The room for the adopted child is already decorated and there is seldom a day, without Sophia and Sören Södö is feeling the desire to be parents.
They began to wait for a child from Thailand and were told it would take maximum one year. That felt the promising. All that happened 17 months ago. And they are told that it can take more than two years. But they dare not hope for to much.
“It is certainly take a lot of patience”, says Sophia.
“Worst is the feeling of not knowing anything”.
“First the waiting time was less than a year, and then they extended it several times. Now we have a view to have a child next spring, but we have learned not to hope too much”, says Sören.
Longing for a child makes itself felt daily.
“There is barely a day that I do not surf the discussion forum for families in the same situation as we are”, says Sophia.
And Sophia and Søren are not alone. There are plenty of similar families. Interest in adoption is increasing throughout the Western world. More and more people are waiting.
At the same time, the number of international adoptions is fewer.

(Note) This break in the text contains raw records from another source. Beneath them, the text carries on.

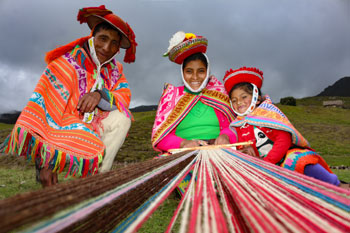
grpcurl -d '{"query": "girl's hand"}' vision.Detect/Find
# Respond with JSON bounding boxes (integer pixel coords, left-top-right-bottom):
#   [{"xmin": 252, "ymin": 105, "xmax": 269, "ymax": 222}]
[
  {"xmin": 180, "ymin": 139, "xmax": 208, "ymax": 148},
  {"xmin": 238, "ymin": 145, "xmax": 258, "ymax": 157},
  {"xmin": 214, "ymin": 134, "xmax": 230, "ymax": 145}
]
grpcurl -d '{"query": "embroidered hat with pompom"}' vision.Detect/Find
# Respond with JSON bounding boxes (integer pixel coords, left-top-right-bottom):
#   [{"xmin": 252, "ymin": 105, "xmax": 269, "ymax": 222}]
[
  {"xmin": 223, "ymin": 67, "xmax": 264, "ymax": 94},
  {"xmin": 163, "ymin": 31, "xmax": 208, "ymax": 64}
]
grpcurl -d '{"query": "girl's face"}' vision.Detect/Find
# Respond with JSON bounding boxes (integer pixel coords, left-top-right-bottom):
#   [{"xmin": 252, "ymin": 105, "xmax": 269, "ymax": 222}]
[
  {"xmin": 183, "ymin": 59, "xmax": 207, "ymax": 91},
  {"xmin": 230, "ymin": 87, "xmax": 253, "ymax": 114}
]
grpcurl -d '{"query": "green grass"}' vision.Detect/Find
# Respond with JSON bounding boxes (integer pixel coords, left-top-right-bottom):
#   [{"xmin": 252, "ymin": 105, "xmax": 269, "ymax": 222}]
[
  {"xmin": 116, "ymin": 111, "xmax": 157, "ymax": 162},
  {"xmin": 0, "ymin": 100, "xmax": 349, "ymax": 231},
  {"xmin": 0, "ymin": 165, "xmax": 41, "ymax": 199},
  {"xmin": 334, "ymin": 169, "xmax": 350, "ymax": 182},
  {"xmin": 0, "ymin": 123, "xmax": 14, "ymax": 130},
  {"xmin": 277, "ymin": 104, "xmax": 350, "ymax": 164},
  {"xmin": 0, "ymin": 155, "xmax": 74, "ymax": 199},
  {"xmin": 296, "ymin": 96, "xmax": 350, "ymax": 108},
  {"xmin": 138, "ymin": 195, "xmax": 180, "ymax": 233}
]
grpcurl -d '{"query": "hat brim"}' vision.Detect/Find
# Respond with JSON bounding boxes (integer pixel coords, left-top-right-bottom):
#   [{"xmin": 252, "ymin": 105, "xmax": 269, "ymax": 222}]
[
  {"xmin": 168, "ymin": 37, "xmax": 208, "ymax": 64},
  {"xmin": 87, "ymin": 15, "xmax": 131, "ymax": 49},
  {"xmin": 224, "ymin": 74, "xmax": 263, "ymax": 94}
]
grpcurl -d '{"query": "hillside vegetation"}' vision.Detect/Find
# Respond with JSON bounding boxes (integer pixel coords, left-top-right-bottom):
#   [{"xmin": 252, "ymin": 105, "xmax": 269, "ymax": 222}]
[{"xmin": 297, "ymin": 96, "xmax": 350, "ymax": 108}]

As the economy in the typical adoption countries improves, the authorities have greater opportunity to focus primarily on helping the biological parents to take care of the child. If that is not possible, den they turn to the adoption solution. And only in the third hand, the international adoption is considered.
The total number of adopted children coming to Finland has fallen from 308 in 2005, to 218 in 2006 to 176 in 2007. And the trend looks set to continue.
On Social Affairs and Health in Finland they regret this situation.
“At the same time, we must see it as a positive thing that the adoptions countries have better resources to take care of the children, says Jonna Salmela, Senior Adviser on adoption council governed by the ministry.